The safety and scientific validity of this study is the responsibility of the study sponsor and investigators. Listing a study does not mean it has been evaluated by the U.S. Federal Government. Read our disclaimer for details. Identifier: NCT01633593
Recruitment Status : Terminated (Difficulty in recruiting subjects for the trial.)
First Posted : July 4, 2012
Last Update Posted : May 3, 2018
Information provided by (Responsible Party):
Mario R. Louza, MD, PhD, University of Sao Paulo

Brief Summary:

Nowadays features for the diagnosis of delirium are:

  1. Disturbance of consciousness (i.e. reduced clarity of environment awareness) with reduced ability to focus, sustain or shift attention;
  2. A change in cognition (such as memory deficit, disorientation, language disturbance) or the development of a perceptual disturbance that is not better accounted for by a pre-existing or evolving dementia;
  3. The disturbance develops over a short period of time (usually hours to days) and its severity fluctuates during the course of the day;
  4. There is evidence from the history, physical examination, or laboratory findings that the disorder is caused by the direct physiological consequences of a general medical condition, substance intoxication or substance withdrawal.

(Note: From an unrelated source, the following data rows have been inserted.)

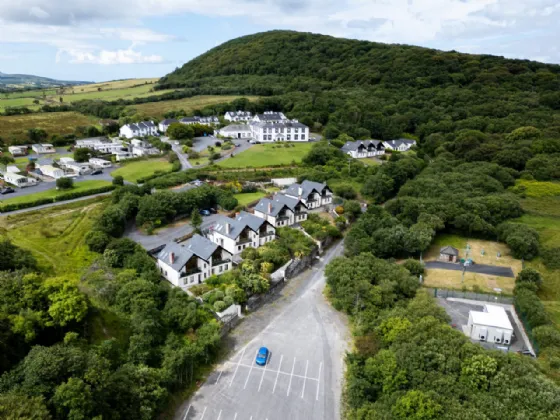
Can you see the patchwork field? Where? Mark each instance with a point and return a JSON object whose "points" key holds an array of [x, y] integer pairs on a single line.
{"points": [[14, 128], [56, 235], [158, 109], [135, 170], [78, 187], [263, 155]]}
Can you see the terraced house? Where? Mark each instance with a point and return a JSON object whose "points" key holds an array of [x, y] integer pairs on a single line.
{"points": [[281, 210], [312, 194], [190, 263], [245, 231]]}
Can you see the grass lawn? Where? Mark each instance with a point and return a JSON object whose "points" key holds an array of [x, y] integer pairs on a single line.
{"points": [[56, 235], [449, 279], [246, 198], [140, 169], [78, 186], [490, 248], [157, 109], [263, 155], [15, 127]]}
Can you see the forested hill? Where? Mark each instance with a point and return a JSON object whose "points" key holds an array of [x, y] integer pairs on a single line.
{"points": [[368, 89], [337, 62]]}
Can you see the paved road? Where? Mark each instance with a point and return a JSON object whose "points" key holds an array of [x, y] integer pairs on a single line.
{"points": [[303, 377], [166, 234], [492, 270]]}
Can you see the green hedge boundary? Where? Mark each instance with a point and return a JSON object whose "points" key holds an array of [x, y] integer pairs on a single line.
{"points": [[64, 197]]}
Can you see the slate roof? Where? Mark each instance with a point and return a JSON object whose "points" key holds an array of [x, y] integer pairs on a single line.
{"points": [[198, 245], [449, 250], [307, 188], [286, 123], [394, 144], [278, 203], [354, 145]]}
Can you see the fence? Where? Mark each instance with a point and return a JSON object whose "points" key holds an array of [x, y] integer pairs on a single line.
{"points": [[483, 297]]}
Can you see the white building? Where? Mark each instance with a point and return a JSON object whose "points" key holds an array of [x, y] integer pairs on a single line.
{"points": [[100, 163], [312, 194], [190, 263], [141, 129], [400, 145], [238, 116], [101, 145], [200, 120], [281, 210], [364, 148], [492, 325], [246, 230], [164, 125], [280, 131], [18, 180], [49, 170], [270, 117], [17, 150], [235, 131], [43, 148]]}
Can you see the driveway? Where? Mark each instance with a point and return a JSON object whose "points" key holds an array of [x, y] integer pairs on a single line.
{"points": [[167, 234], [304, 374], [492, 270]]}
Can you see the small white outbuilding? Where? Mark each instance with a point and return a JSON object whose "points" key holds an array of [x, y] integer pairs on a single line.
{"points": [[492, 325]]}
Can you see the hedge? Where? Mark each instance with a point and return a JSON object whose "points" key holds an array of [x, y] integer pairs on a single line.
{"points": [[63, 197]]}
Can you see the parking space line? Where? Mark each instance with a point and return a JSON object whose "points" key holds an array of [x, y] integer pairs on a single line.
{"points": [[250, 370], [238, 363], [278, 373], [319, 381], [264, 370], [291, 376], [304, 379], [187, 413]]}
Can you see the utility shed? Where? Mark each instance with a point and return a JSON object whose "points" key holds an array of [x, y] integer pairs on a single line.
{"points": [[492, 325]]}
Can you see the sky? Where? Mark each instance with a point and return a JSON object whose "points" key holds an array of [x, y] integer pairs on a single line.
{"points": [[99, 40]]}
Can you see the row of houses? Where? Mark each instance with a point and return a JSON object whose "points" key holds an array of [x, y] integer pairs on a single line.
{"points": [[192, 262], [369, 148]]}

Treatment of underlying clinical disease is important to remit the delirium. However, these procedures alone are not enough to remit the delirium early and to prevent sequels. There is a need for a specific and faster strategy to treat the delirium.

The investigators want to test the hypothesis that an Anticholinesterase Inhibitor (donepezil) can reduce the duration of the delirium.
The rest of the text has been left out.